Como es natural, si las fuerzas que luchan para golpear la cadena de los narcóticos disminuye sus operativos y acciones, los efectos se van a sentir. Que la policía deje de buscar y destruir laboratorios, detectar rutas para interceptar cargamentos, deje de incautar precursores y erradicar cultivos, o de buscar capos para capturar, juzgar y extraditar, crea una nueva realidad. Las bandas van a requerir un menor uso de sus aparatos de seguridad, un menor uso de la violencia, pues no necesitarían defenderse o disuadir a la fuerza pública de perseguirlos. En consecuencia la violencia asociada a estas actividades debería disminuir.

Debe ocurrir lo contrario frente a la producción de coca y pasta. Cuando la policía fumigaba o erradicaba manualmente los cultivos, el que perdía la inversión y el trabajo era el campesino pues los capos no aseguran estas contingencias. Buscan otro proveedor y punto. Así que sin represión, debería sembrarse más coca pues se reducen los costos y riesgos asociados a la ilegalidad de la cocaína. Este es uno de los factores que encarece el producto y reduce la puerta de entrada al negocio. Sin represión campesinos y colonos pueden encontrar que cultivar coca sin tantos riesgos es atractivo y se pueden aventurar más fácil al cultivo, que ya supera las 200.000  hectáreas que le producen a los capos 800 toneladas de cocaína para los mercados globales.

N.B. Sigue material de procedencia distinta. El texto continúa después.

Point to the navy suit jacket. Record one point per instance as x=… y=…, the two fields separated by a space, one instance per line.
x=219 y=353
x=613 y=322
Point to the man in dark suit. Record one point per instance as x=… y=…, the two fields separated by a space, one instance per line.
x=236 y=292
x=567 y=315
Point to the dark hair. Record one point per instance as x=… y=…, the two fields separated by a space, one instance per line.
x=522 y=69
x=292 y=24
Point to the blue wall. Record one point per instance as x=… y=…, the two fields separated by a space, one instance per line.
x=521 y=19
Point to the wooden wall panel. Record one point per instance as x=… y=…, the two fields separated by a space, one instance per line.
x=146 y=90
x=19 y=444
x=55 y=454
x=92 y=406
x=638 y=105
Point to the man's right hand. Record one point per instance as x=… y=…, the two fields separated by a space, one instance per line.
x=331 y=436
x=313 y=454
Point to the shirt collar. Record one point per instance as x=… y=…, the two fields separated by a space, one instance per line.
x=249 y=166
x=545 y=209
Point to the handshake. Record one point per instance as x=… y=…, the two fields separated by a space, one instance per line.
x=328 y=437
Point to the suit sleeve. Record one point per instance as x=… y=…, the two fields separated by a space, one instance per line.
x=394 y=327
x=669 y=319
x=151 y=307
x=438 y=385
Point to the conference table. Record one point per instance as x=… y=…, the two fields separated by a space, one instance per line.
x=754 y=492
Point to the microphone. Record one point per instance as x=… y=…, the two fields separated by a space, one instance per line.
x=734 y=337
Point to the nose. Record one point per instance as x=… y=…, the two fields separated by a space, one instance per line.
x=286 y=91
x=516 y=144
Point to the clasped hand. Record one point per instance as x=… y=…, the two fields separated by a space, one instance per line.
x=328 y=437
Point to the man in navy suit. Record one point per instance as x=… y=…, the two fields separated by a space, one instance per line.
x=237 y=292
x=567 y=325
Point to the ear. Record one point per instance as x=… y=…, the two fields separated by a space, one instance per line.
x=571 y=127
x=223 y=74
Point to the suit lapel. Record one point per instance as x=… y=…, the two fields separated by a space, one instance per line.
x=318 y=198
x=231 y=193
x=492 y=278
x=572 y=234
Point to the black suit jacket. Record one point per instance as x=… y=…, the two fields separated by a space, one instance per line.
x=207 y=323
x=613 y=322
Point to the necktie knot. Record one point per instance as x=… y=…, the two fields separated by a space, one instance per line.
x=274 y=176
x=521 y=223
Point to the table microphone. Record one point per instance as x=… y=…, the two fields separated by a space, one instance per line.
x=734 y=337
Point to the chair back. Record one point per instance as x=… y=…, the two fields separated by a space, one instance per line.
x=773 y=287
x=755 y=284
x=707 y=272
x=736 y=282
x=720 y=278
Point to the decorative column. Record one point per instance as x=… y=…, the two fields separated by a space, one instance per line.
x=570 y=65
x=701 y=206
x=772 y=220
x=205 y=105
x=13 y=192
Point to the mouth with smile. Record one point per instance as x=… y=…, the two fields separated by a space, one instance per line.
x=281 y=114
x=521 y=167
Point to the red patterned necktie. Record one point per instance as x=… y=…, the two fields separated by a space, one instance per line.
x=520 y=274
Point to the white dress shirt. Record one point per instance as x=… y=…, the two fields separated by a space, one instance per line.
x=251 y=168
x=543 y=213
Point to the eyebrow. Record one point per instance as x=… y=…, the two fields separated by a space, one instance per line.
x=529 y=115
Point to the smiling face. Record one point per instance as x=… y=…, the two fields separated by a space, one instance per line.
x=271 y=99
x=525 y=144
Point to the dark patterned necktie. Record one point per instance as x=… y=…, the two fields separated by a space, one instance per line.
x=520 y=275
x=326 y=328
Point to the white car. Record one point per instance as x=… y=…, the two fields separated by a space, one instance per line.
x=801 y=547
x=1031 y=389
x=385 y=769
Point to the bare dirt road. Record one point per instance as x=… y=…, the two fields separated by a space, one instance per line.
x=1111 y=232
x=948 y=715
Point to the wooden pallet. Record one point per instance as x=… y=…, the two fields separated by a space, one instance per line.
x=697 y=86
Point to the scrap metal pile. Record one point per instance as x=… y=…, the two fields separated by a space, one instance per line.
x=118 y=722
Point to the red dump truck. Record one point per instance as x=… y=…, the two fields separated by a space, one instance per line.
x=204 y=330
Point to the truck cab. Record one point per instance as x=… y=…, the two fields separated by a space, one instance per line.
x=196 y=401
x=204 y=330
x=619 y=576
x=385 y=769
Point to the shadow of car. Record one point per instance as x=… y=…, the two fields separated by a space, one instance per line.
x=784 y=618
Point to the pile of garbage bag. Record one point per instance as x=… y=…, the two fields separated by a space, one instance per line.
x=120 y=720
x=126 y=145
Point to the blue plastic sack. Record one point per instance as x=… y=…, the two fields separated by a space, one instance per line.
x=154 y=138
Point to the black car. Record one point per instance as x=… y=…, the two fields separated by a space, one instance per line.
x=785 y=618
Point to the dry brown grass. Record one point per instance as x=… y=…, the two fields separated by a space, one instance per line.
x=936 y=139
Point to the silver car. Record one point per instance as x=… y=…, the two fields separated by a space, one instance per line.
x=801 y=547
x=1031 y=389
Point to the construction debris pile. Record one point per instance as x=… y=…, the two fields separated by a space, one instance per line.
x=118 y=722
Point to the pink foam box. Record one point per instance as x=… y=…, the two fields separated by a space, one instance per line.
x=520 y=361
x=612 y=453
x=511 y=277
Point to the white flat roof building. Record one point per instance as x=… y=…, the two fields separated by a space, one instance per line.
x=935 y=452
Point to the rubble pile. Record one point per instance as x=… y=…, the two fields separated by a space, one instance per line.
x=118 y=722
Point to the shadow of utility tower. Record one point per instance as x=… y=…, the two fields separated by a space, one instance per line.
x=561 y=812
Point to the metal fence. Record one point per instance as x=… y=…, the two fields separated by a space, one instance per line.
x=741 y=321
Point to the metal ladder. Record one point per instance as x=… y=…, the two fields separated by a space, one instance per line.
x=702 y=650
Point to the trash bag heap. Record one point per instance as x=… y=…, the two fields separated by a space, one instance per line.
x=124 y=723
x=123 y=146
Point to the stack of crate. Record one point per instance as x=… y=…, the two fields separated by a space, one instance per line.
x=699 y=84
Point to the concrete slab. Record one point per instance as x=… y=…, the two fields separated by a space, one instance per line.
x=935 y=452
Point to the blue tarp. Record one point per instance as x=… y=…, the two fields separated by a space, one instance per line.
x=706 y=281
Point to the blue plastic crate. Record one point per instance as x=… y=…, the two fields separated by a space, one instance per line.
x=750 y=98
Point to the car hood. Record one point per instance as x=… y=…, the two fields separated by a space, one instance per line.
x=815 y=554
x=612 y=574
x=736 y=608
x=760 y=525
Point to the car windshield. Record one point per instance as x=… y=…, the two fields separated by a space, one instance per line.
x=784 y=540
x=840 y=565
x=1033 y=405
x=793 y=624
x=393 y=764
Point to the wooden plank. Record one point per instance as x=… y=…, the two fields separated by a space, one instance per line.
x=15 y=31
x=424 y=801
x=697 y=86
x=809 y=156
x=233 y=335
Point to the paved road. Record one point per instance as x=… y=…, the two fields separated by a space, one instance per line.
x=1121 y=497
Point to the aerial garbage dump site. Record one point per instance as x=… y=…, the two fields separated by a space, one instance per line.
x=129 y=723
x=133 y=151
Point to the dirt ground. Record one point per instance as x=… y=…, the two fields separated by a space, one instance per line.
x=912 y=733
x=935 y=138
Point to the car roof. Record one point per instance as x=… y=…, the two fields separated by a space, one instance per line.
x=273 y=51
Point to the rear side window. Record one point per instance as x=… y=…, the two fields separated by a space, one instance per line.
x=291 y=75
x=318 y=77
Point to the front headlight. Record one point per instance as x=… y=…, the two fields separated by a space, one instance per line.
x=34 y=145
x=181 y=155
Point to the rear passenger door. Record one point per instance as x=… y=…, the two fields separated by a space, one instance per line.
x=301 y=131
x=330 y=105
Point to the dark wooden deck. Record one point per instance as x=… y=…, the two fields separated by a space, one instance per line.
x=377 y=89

Ahora ¿esa mayor coca tendría salida en el mercado? ¿Habría compradores? Es probable que sí, porque bajaría el precio por el exceso de oferta y el consumo global aumentaría con la progresiva apertura de mercados consumidores en Europa y Asia que ya emprendieron los carteles. En el transporte y la comercialización internacional es donde se concentra la utilidad y por supuesto, en la venta al menudeo donde intervienen miles de pequeñas bandas locales. Entonces los carteles que compran la cocaína local, que ya tienen sus rutas de transporte, sus mecanismos de corrupción en funcionamiento y sus clientes, pueden colocar el aumento del producto a un bajo costo y en consecuencia aumenta su utilidad sin mayores inconvenientes adicionales.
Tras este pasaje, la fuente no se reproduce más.